2016-02-18 12:17:21 -0600 asked a question HOGDescriptor window size adjustment adjustment

I am using HOGDescriptor::compute to get the HOG feature descriptor in the input image, but my input image if of size 80x64 of which HOG feature descriptor is required. AS default window size of HOGDescriptor is 64x128 so the program end with exception. that is why i need to change the default window size of HOGDescriptor equal to input image to avoid the exception. i read HOG documentation at [http://docs.opencv.org/3.1.0/d5/d33/s...] but don't understand.. if possible kindly help me

2016-02-16 00:15:31 -0600 commented question gradient orientation for 0-180 histogram bins in opencv 2.4.9 visual studio 2013

@sturkmen the book you recommended is looking helpful but complete chapter is not accessible for me,,can you please email me at [email protected] ..thank you.

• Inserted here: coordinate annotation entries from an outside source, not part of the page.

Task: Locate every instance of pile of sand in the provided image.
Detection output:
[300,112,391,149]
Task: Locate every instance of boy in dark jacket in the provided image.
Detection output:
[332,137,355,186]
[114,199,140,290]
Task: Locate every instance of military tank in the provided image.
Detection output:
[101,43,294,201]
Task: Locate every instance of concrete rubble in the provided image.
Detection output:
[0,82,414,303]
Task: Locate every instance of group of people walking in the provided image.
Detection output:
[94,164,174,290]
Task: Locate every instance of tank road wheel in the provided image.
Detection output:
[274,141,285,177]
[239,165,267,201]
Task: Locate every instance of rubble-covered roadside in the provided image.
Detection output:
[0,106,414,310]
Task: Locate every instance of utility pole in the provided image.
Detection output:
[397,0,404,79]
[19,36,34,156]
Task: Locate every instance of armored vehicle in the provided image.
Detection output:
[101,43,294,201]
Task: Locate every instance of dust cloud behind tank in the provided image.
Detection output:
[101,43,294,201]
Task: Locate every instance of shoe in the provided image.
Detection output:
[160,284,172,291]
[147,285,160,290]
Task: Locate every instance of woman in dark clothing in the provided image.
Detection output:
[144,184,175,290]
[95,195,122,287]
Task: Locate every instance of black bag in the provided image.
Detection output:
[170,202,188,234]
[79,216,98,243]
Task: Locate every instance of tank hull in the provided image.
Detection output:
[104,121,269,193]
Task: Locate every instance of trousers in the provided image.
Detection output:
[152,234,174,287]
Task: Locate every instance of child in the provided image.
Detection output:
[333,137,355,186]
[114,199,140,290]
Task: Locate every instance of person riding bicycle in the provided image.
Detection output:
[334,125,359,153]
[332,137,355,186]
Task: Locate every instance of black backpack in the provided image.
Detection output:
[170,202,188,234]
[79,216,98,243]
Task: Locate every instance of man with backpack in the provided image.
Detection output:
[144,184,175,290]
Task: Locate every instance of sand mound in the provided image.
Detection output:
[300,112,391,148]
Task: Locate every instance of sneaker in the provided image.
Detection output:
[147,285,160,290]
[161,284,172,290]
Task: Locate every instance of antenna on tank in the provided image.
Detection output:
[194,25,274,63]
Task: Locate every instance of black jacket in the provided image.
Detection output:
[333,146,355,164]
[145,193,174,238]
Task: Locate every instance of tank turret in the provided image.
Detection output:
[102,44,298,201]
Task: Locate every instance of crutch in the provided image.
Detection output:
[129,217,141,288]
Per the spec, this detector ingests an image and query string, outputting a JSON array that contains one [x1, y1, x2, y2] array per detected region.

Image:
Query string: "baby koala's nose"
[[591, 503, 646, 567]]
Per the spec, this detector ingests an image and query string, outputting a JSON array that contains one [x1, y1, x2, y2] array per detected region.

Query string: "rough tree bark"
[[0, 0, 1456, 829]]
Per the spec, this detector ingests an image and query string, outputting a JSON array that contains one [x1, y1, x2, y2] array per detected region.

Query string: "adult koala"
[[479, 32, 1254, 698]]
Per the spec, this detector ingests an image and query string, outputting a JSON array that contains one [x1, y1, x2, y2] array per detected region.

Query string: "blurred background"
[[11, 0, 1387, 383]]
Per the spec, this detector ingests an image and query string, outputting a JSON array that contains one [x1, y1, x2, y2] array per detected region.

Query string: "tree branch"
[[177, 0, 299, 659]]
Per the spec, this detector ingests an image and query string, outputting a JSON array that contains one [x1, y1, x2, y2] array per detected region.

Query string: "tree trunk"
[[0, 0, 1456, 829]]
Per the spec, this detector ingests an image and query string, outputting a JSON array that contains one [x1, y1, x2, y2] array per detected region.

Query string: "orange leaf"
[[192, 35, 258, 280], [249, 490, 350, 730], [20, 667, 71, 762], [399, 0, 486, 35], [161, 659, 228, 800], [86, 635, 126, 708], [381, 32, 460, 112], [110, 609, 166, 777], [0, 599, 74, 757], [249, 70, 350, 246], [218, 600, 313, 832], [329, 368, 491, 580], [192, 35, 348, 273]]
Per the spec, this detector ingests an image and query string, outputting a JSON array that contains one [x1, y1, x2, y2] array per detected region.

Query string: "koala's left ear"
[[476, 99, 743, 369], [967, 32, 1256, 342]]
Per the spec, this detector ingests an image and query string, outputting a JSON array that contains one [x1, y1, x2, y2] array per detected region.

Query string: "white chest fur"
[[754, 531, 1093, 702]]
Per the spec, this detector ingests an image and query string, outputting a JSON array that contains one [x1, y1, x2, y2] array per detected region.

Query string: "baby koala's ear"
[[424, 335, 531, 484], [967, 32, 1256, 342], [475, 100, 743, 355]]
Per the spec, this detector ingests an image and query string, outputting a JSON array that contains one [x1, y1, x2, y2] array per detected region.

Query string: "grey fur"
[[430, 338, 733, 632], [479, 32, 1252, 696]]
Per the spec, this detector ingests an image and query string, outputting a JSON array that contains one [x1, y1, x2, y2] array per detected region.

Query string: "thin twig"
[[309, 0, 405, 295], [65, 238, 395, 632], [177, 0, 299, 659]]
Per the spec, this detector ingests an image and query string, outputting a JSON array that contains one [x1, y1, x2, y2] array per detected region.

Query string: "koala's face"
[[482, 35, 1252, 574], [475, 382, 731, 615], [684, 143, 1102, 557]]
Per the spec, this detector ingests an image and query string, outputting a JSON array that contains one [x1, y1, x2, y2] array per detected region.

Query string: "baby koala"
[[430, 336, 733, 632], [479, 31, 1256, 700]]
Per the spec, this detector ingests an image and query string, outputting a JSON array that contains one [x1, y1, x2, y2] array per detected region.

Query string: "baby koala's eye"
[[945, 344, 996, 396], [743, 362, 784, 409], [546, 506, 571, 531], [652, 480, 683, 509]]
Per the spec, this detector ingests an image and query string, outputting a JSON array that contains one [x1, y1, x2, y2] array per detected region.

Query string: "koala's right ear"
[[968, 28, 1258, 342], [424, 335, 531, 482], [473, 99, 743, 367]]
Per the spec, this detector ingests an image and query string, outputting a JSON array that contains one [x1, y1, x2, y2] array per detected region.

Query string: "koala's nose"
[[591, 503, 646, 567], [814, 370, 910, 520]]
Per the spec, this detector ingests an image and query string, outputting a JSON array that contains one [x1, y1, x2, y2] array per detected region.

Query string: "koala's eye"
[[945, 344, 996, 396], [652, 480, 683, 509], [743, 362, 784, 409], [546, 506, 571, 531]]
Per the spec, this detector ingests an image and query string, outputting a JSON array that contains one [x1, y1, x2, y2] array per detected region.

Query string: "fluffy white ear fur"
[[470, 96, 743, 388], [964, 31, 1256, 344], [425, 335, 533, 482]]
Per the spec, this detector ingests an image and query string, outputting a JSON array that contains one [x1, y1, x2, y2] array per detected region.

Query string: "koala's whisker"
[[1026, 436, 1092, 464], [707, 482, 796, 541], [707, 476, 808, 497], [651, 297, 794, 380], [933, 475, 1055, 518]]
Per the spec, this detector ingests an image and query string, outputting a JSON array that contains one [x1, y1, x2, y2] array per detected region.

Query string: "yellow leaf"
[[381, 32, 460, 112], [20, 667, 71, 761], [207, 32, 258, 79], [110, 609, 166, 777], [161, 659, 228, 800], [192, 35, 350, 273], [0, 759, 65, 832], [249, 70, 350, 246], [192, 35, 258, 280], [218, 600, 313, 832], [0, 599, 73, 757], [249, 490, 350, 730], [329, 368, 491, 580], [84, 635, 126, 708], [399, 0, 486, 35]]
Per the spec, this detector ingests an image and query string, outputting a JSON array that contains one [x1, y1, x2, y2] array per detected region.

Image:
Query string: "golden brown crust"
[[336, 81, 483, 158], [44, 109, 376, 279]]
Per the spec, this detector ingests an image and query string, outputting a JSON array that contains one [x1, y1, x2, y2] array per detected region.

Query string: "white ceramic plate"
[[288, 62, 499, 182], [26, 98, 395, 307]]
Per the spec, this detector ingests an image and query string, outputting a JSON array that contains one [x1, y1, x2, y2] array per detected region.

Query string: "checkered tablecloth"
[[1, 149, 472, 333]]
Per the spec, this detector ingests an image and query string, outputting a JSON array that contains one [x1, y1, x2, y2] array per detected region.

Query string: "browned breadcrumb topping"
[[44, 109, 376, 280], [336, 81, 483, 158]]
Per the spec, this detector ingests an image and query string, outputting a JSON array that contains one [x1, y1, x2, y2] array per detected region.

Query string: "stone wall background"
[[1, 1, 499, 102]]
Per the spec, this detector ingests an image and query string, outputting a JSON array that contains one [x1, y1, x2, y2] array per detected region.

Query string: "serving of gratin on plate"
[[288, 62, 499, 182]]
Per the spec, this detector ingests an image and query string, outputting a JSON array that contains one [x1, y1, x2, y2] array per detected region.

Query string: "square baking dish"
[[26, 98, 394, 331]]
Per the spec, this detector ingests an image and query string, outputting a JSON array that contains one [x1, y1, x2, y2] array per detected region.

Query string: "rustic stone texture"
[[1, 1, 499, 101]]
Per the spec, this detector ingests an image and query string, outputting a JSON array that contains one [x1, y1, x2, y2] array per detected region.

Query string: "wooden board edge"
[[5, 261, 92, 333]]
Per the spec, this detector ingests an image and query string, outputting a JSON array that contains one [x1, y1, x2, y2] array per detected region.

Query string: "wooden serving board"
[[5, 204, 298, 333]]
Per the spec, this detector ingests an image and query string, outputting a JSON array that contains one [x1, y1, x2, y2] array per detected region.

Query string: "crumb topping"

2016-02-16 00:13:57 -0600 commented question gradient orientation for 0-180 histogram bins in opencv 2.4.9 visual studio 2013

thank you @matman for your time. actually i want to modify the the internal function of HOG that is why not using built in cv::HOGDescriptor ..i looked cv::cartToPolar but it also computes gradient angle in range 0-360 degree, i need 0-180 degree??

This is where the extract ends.